A few issues with general food preparation were also discussed. Attendees expressed concerns over carelessness in Fusion when it comes to mixing animal and non-animal products, specifically in the taco and stir-fry lines where ingredients are thrown into food quickly.
Students also spoke about how non-meat substitutes––such as rice and beans in Fusion and vegetables in Mary Jemison Dining Hall’s salad line–– are not taken into account as a person’s main source of nutrition when it comes to portion size. Students often are served smaller portions of these foods, with the expectation that they are going to get some sort of meat or protein. In turn, they end up getting less food than students with an animal product-inclusive diet.

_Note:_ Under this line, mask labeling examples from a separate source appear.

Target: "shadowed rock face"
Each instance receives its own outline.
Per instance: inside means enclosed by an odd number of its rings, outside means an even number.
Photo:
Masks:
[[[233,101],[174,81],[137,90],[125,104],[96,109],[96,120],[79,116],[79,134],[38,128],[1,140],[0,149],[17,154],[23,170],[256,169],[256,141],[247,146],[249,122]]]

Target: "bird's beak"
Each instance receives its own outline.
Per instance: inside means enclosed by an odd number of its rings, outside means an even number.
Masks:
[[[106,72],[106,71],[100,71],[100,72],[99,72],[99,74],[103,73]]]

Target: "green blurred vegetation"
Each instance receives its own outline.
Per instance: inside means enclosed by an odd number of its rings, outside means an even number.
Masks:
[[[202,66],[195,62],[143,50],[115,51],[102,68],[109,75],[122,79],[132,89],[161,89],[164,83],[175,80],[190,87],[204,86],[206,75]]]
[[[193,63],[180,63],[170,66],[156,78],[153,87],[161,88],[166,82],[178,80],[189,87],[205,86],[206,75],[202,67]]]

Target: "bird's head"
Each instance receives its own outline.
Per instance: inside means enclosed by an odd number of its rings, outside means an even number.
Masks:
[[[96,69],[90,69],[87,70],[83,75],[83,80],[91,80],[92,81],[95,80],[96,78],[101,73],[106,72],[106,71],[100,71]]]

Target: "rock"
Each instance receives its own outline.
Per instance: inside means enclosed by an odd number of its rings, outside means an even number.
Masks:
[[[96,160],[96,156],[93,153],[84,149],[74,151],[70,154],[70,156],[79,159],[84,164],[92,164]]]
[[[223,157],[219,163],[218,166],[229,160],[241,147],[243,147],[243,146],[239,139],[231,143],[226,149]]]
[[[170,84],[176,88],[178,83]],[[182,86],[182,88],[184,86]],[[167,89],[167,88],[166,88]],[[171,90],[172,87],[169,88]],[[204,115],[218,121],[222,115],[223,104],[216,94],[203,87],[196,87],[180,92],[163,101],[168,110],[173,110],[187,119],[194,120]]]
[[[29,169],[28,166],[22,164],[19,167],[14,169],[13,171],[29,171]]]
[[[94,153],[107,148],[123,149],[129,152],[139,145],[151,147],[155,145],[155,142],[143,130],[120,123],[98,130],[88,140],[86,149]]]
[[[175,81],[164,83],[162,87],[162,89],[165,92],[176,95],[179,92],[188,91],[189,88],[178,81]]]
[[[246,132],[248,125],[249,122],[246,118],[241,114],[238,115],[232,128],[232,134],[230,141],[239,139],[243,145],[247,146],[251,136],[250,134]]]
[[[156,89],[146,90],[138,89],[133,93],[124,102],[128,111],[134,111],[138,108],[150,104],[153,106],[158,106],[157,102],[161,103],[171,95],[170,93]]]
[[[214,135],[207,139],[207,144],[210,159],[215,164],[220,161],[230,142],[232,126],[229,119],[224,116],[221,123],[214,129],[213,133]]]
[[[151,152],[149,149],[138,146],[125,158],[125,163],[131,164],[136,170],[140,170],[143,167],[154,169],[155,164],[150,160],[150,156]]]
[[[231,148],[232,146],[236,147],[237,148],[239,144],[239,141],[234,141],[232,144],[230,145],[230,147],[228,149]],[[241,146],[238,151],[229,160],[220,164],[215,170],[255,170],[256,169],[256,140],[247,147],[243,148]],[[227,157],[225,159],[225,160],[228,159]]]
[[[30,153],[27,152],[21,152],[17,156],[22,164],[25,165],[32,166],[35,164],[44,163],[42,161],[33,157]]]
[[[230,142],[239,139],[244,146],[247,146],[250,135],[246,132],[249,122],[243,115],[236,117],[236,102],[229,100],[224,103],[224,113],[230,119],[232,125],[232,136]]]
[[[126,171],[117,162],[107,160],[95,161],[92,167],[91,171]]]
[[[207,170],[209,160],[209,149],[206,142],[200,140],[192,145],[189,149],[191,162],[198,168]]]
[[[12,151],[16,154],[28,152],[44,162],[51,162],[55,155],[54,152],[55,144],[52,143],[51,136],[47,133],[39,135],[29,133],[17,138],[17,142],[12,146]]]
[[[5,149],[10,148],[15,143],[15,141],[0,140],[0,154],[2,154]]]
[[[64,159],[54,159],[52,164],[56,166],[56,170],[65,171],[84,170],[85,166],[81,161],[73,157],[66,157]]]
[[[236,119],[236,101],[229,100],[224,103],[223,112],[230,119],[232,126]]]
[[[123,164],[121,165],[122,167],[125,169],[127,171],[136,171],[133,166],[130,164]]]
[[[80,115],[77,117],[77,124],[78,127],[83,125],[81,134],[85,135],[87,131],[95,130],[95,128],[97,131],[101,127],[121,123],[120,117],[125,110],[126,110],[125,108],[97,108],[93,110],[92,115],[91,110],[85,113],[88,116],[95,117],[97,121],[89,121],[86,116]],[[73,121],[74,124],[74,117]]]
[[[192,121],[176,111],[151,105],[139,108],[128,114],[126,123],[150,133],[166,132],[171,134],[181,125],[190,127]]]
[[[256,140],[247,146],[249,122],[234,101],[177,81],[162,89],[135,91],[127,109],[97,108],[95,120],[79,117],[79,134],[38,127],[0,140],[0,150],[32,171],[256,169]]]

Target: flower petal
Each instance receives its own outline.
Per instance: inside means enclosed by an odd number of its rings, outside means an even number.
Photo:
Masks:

“Sometimes, it feels like my lifestyle is not supported on campus when my lack of animal protein or any protein is not calorically compensated with more carbs and vegetables,” Christensen said. “Just because I don’t eat animal products doesn’t mean that I’m not equally as hungry as someone who does.”
In addition to expressing their opinions and ideas to CAS, students shared new recipe ideas and suggestions. Hancock was very open to implementing changes such as adding more menu options, one of the most immediate being the introduction of garden nuggets as an option at lower Letchworth.
As CAS’s online Health and Nutrition page states: “We can only truly help the customers that reach out to us to discuss their needs.” This forum promoted that discussion and students can look forward to many more in the future.